Glories of the Hudson: Frederic Edwin Church's Views from Olana (The Olana Collection)
by Evelyn D. Trebilcock (Author), Valerie Balint (Author), John K. Howat (Foreword)
In 1609, Henry Hudson sailed up the river that now bears his name. The exhibition and its accompanying publication Glories of the Hudson: Frederic Edwin Church's Views from Olana mark the quadricentennial of his discovery by highlighting Frederic Church's sketches of the prospect from his hilltop home overlooking the river. Church made his first sketch of the Hudson River and Catskill Mountains from Red Hill―the south end of the property that became his home, Olana―in 1845, on a sketching expedition suggested by his teacher Thomas Cole. Returning to the Hudson Valley in 1860 as the nation's most famous and best-paid artist, Church settled on a farm on the lower slope of the Sienghenbergh, securing for himself and his new wife a splendid vantage point for studying, sketching, and painting the river.

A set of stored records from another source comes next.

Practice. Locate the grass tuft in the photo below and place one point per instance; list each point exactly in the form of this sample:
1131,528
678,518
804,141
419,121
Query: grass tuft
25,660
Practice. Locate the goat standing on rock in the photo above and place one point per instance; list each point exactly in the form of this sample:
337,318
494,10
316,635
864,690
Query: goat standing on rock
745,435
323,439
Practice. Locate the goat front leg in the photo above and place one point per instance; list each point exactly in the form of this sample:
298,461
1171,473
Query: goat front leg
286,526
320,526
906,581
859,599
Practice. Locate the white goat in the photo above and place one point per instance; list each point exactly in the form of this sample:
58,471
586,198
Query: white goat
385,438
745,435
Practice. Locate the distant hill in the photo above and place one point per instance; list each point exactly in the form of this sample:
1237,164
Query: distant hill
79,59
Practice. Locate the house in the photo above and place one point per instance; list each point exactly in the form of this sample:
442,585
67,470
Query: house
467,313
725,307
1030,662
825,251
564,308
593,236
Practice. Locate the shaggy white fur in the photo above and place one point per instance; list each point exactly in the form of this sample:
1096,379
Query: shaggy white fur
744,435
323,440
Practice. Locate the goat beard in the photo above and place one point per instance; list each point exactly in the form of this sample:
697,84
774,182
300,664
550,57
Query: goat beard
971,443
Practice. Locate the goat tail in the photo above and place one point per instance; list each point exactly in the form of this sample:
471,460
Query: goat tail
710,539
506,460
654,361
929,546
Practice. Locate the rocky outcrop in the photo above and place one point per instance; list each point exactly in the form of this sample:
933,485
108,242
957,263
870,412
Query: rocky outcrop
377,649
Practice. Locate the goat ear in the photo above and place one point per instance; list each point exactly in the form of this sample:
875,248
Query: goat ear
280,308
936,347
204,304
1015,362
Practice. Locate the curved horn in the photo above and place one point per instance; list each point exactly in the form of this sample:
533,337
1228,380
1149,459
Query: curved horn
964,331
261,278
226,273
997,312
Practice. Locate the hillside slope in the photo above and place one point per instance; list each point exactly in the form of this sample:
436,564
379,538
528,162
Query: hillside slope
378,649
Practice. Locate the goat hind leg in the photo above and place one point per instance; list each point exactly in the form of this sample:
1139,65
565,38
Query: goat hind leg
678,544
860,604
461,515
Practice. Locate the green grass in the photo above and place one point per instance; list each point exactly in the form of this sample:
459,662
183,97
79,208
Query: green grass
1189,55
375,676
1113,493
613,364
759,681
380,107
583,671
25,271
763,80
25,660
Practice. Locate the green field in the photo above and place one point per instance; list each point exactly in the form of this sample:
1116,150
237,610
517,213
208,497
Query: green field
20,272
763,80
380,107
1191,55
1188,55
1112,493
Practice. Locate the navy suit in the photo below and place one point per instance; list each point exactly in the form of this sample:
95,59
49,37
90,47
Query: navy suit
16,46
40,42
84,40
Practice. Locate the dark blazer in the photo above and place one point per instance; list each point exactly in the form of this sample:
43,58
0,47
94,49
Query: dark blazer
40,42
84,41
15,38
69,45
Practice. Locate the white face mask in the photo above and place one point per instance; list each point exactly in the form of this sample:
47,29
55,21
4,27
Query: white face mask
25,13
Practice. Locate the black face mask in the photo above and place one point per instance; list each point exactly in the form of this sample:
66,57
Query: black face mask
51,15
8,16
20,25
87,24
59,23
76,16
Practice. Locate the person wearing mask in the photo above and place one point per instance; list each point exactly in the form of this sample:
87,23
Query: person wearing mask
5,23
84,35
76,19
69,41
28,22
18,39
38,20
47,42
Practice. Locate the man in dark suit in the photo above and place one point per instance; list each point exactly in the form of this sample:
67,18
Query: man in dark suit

Church continued to add land to his property, attaining new and varied vistas of the river, and crowned the estate with a Persian-inspired house designed to frame splendid views of the Hudson River and Catskill Mountains. Church never tired of his views of the river, documenting his passion for the Hudson in paintings, oil sketches, and drawings. From Olana, he observed the transformations wrought by the changing seasons, weather, and light, capturing chilly winter snows, brilliant sunsets, and passing storms in sketches executed with a few brushstrokes or autumn colors and clear winter light in more finished easel paintings. The best of these are reproduced here, in eighty-three illustrations, sixty-nine in full color, some of them published for the first time. The essay by Evelyn D. Trebilcock and Valerie A. Balint, the introduction by Kenneth John Myers, and the foreword by John K. Howat together provide an absorbing narrative of the development of the Hudson River School and its most successful artist.